Twelve perecent of all U.S. homeowners are behind in their mortgage payments are in forclosure, including a stunning 48 percent of those with subprime adjustable-rate mortgages, new data showed Thursday.

The reckless lending practices in states like Florida, California and Nevada that were the epicenter of the housing crisis are no longer driving up the nation's delinquency rate. Instead, the foreclosure crisis now is being fueled by a spike in defaults in states like Louisiana, New York, Georgia and Texas, where the economies are rapidly deteriorating and thousands are losing their jobs.

A record 5.4 million American homeowners with a mortgage of any kind, or nearly 12 percent, were at least one month late or in foreclosure at the end of last year, the Mortgage Bankers Association reported. That's up from 10 percent at the end of the third quarter, and up from 8 percent at the end of 2007.

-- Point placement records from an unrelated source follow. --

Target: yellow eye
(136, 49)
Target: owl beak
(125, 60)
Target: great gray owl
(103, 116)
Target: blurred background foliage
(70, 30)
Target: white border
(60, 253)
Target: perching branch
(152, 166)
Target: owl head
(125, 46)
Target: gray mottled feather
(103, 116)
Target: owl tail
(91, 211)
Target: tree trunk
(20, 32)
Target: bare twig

Prime and subprime fixed-rate loans saw sharp increases in the fourth quarter, a sign that the problem is now the economy.

"We're seeing increases in fixed-rate categories and that's where the problems are coming from," said Jay Brinkmann, the group's chief economist. "The foreclosure picture is more clearly driven by the jobs market."

That trend highlights one of the biggest challenges confronting the Obama administration's mortgage relief plan launched this week. While the $75 billion plan could help change the loan terms or refinance up to 9 million homeowners, unemployed borrowers will have a hard time qualifying.

On Thursday, the Labor Department said new unemployment claims last week totaled 639,000, lower than expected, but still at elevated levels. Factory orders also slipped for the sixth month in a row in January, the Commerce Department reported.

"There can be no doubt that employers continue to shed labor at a frightening pace, with no end in sight," Ian Shepherdson, chief U.S. economist at High Frequency Economics, wrote in a client note Wednesday.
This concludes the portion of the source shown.